The next question is whether or not keratinocyte-secreted Hsp90α is necessary for wound closure. Dr. Udono's group generated a unique mouse model where the intracellular function of Hsp90α is selectively removed by a C-terminal deletion to prevent its binding to client molecules. However, the extracellular functional part within the Hsp90α-Δ mutant, the so-called F-5 region, remained intact. ^90,98 These mice are phenotypically indistinguishable from their wild-type counterparts ¹³⁸ and, therefore, allowed us to specifically test Hsp90α's non-chaperone and extracellular functions during wound closure. We found that the chaperone-defective Hsp90α-Δ mutant mice showed wound closure rates similar to Hsp90α-wt mice, suggesting that the secreted Hsp90α-Δ deletion mutant protein is fully functional in promoting wound closure. However, when we selectively inhibited the extracellular Hsp90α-Δ protein function by adding a neutralizing antibody to wounds, a significant delay in wound closure was detected in these mice, indicating the necessity for secreted Hsp90α. ⁹⁸ To test if secreted Hsp90α alone is sufficient to drive normal and chronic wound closure, we demonstrated that topical application of human recombinant (hr) Hsp90α protein or its F-5 peptide accelerates full-thickness excision, burn, and diabetic skin wound closure in mouse and pig models. ^90,94,98,139 These findings indicate that keratinocyte-secreted Hsp90α meets the two most critical qualifications of a WDG of being necessary and sufficient for wound closure. In addition, it is secreted under conditions of cellular stress, resistant to the inhibitory functions of TGFβ and effective on multiple cell types. Our current understanding of secreted Hsp90α in leading and expediting the initial phase of wound closure is schematically depicted in Fig. 9. We have been actively pursuing the possibility that keratinocyte-secreted Hsp90α is a critical driving force during the early phase of wound closure.

OPEN IN VIEWER

Figure 9.

A model of how secreted Hsp90 promotes reepithelialization and recruits dermal cells into the wound bed during wound closure. (Step 0) Uninjured intact skin with little detectable TGFβ3, cell migration, or stress; (Step 1) injury triggers release of TGFβ3, an immediate immotile to motile transition of keratinocytes and release of conventional growth factors.
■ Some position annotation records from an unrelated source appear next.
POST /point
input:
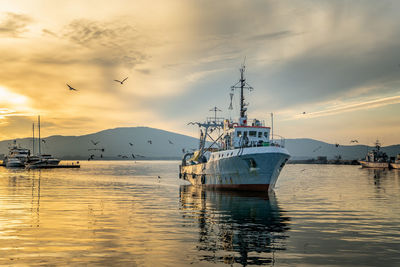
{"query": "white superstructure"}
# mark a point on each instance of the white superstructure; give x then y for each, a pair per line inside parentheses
(17, 156)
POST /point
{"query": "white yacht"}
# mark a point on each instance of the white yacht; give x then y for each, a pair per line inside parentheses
(39, 160)
(235, 155)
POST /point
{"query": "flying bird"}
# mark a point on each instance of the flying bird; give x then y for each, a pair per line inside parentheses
(94, 143)
(316, 149)
(121, 82)
(71, 88)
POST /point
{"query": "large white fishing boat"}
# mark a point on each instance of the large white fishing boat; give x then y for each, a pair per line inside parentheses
(17, 156)
(235, 155)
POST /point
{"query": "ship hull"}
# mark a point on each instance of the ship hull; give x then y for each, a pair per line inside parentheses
(248, 169)
(14, 163)
(369, 164)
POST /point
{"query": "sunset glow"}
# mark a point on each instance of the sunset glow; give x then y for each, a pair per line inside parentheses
(181, 58)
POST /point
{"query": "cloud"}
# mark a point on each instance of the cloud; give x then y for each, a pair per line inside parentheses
(12, 24)
(353, 106)
(111, 43)
(271, 35)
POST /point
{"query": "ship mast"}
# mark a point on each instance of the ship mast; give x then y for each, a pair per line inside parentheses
(33, 139)
(39, 134)
(242, 85)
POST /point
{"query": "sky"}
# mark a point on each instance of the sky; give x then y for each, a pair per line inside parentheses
(328, 70)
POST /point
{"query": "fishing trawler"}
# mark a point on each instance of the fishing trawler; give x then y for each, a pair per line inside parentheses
(396, 163)
(375, 158)
(17, 156)
(242, 157)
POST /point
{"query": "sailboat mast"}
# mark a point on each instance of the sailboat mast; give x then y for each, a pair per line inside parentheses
(33, 138)
(39, 134)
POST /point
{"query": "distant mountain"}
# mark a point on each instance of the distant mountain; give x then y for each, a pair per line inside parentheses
(147, 142)
(309, 148)
(169, 145)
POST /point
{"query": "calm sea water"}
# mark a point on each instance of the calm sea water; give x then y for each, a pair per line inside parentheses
(120, 213)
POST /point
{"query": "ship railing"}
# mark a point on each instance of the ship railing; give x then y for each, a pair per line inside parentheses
(255, 122)
(216, 120)
(277, 140)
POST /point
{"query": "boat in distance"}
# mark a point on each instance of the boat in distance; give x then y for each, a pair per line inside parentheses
(396, 163)
(17, 156)
(235, 155)
(375, 158)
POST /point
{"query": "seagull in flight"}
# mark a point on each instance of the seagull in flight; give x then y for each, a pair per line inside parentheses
(71, 88)
(94, 143)
(121, 82)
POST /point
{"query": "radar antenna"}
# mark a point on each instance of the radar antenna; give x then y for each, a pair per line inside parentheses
(242, 84)
(215, 109)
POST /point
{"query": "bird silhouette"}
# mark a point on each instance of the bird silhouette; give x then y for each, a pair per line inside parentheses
(121, 82)
(317, 149)
(71, 88)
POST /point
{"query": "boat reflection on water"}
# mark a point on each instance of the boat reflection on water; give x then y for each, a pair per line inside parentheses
(235, 227)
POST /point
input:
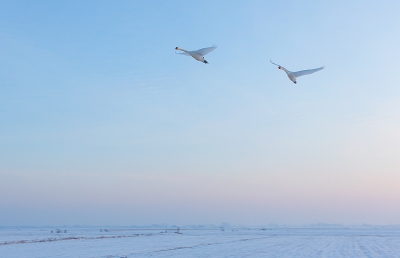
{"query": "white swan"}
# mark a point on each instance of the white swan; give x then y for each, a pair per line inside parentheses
(293, 75)
(198, 54)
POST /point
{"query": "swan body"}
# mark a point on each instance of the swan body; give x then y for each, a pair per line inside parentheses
(197, 54)
(293, 75)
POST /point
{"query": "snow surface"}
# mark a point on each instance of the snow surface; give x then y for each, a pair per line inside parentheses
(230, 242)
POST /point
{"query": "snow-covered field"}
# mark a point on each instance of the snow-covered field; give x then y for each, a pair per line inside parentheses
(254, 242)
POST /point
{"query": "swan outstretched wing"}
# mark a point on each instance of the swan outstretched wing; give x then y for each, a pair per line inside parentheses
(305, 72)
(205, 51)
(274, 63)
(183, 53)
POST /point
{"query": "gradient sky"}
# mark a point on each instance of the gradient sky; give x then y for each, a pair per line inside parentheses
(101, 123)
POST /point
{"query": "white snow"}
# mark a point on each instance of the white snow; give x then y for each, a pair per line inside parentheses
(254, 242)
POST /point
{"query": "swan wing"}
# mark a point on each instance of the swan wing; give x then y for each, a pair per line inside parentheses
(205, 51)
(183, 53)
(305, 72)
(274, 63)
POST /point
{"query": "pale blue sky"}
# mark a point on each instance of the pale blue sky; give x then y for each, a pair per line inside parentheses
(102, 123)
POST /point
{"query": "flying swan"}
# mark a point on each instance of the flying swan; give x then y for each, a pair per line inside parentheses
(293, 75)
(198, 54)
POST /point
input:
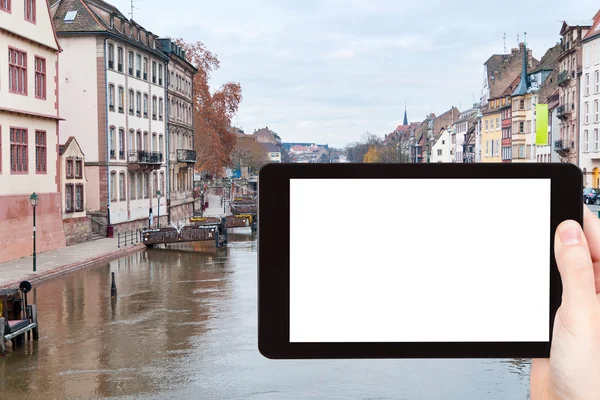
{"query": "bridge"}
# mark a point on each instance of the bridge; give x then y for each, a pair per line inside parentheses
(243, 213)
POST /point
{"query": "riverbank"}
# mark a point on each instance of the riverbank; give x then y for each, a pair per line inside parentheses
(59, 262)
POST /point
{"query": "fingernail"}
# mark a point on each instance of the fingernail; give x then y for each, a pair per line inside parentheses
(570, 234)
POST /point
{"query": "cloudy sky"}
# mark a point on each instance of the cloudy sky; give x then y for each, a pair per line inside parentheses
(328, 71)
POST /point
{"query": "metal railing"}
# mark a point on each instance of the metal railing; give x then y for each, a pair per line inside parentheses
(145, 157)
(184, 155)
(129, 238)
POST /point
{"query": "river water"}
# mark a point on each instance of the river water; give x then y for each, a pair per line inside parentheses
(184, 327)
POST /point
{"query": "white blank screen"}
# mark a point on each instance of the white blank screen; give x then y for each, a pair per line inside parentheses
(419, 260)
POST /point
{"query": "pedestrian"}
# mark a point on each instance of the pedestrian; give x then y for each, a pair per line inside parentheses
(573, 370)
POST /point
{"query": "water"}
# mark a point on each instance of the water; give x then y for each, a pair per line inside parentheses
(184, 327)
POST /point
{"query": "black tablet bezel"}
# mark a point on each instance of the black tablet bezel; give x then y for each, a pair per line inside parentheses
(273, 255)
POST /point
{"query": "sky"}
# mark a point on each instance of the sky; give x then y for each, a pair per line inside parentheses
(328, 71)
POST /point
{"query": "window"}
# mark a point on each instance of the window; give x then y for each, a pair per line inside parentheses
(111, 142)
(138, 101)
(111, 97)
(130, 65)
(586, 113)
(5, 5)
(145, 105)
(30, 11)
(146, 184)
(69, 197)
(18, 151)
(586, 144)
(139, 186)
(40, 77)
(120, 59)
(131, 186)
(40, 152)
(111, 56)
(138, 66)
(17, 71)
(122, 186)
(121, 143)
(69, 169)
(121, 99)
(79, 197)
(113, 186)
(130, 102)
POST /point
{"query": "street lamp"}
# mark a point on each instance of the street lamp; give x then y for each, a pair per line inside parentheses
(158, 196)
(33, 199)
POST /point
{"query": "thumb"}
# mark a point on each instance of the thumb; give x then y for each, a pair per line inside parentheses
(575, 267)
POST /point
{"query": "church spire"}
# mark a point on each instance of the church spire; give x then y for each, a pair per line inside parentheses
(523, 86)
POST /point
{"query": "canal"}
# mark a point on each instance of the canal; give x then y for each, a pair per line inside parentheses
(184, 327)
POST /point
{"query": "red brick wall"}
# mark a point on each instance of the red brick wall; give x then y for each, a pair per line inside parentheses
(16, 225)
(77, 230)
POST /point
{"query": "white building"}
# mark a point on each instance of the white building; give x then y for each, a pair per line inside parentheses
(182, 156)
(589, 160)
(112, 80)
(29, 121)
(442, 148)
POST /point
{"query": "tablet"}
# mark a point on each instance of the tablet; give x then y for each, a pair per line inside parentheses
(411, 260)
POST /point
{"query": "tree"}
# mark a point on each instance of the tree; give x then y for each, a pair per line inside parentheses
(214, 138)
(249, 153)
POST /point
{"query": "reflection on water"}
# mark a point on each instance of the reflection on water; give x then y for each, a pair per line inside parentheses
(184, 327)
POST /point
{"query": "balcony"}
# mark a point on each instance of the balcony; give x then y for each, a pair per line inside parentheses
(564, 111)
(561, 147)
(186, 156)
(563, 78)
(142, 159)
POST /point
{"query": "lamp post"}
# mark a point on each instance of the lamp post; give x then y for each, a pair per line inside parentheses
(158, 196)
(33, 199)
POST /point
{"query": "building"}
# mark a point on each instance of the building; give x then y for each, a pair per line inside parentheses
(491, 130)
(460, 129)
(180, 128)
(589, 161)
(570, 60)
(442, 150)
(116, 70)
(273, 152)
(29, 129)
(73, 181)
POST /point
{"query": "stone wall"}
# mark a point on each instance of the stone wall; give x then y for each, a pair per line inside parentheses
(77, 230)
(16, 225)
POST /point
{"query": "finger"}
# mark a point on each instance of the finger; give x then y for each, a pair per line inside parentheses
(591, 228)
(575, 266)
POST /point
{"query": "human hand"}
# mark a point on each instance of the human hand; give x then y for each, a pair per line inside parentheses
(573, 370)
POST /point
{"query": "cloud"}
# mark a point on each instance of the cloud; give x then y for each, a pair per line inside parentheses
(331, 70)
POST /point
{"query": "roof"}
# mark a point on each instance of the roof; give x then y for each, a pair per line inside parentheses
(502, 69)
(595, 29)
(93, 17)
(63, 147)
(549, 59)
(271, 148)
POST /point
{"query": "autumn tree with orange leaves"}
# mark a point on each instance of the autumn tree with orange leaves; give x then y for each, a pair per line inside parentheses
(214, 137)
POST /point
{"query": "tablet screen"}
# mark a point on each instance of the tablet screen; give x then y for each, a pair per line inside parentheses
(419, 260)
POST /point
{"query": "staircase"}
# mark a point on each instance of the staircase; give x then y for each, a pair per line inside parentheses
(96, 236)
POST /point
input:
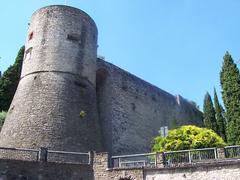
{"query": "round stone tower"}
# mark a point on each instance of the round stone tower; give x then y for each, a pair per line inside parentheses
(55, 102)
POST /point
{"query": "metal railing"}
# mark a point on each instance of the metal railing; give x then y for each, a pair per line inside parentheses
(19, 153)
(136, 160)
(232, 151)
(175, 158)
(69, 157)
(166, 159)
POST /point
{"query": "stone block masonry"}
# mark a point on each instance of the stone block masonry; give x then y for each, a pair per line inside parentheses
(131, 110)
(68, 100)
(55, 102)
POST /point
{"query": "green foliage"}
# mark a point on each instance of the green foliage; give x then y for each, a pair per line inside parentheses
(2, 117)
(219, 117)
(187, 137)
(209, 113)
(230, 82)
(9, 81)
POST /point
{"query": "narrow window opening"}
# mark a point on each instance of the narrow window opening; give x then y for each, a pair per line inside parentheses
(28, 54)
(30, 36)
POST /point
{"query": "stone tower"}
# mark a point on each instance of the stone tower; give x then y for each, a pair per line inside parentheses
(55, 102)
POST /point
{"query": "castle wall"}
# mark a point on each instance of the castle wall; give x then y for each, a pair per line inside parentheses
(132, 110)
(55, 102)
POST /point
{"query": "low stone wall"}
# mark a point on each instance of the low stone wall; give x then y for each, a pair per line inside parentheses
(30, 170)
(99, 169)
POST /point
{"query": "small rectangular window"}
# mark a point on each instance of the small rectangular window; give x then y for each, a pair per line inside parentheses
(73, 37)
(30, 36)
(28, 54)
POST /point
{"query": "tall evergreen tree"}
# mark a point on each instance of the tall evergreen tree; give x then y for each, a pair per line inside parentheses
(209, 113)
(219, 117)
(230, 82)
(9, 81)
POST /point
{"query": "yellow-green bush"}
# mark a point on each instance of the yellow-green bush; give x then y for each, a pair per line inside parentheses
(187, 137)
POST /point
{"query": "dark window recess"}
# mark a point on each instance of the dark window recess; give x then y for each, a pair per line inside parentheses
(81, 84)
(73, 37)
(28, 54)
(133, 106)
(154, 98)
(30, 36)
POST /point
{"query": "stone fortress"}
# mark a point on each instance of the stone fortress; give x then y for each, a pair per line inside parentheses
(70, 100)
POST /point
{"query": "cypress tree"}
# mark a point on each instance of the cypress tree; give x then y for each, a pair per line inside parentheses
(209, 113)
(9, 81)
(219, 117)
(230, 83)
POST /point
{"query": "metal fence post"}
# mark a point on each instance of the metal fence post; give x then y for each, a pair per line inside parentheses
(156, 159)
(189, 157)
(42, 155)
(215, 153)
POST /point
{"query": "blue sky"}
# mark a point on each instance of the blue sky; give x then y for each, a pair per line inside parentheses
(176, 45)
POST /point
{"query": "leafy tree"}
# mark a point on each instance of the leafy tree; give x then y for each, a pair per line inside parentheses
(230, 82)
(187, 137)
(2, 117)
(9, 81)
(219, 117)
(209, 113)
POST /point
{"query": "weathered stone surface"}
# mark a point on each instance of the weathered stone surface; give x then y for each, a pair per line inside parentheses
(55, 102)
(132, 110)
(60, 105)
(26, 170)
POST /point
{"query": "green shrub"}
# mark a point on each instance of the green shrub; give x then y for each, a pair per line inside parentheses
(187, 137)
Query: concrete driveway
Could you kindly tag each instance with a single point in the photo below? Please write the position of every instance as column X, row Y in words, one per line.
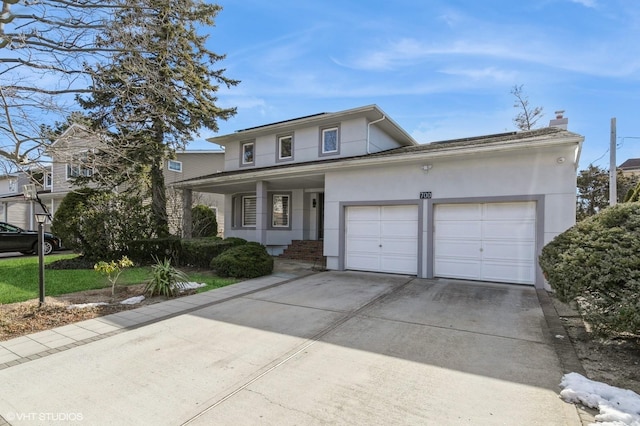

Growth factors are not able to recruit dermal cells to the wound bed due to the presence of TGFβ3; (Step 2) stressed keratinocytes at the wound edge release/secrete Hsp90α (round dots). Secreted Hsp90α reaches the threshold concentration of >0.1 μM and drives inward migration of dermal cells; (Step 3) keratinocyte migration closes the wound, TGFβ3 disappears, and the migrated dermal cells start to remodel the wound (taken with permission of all the authors for Ref. 90). Hsp90, heat shock protein-90.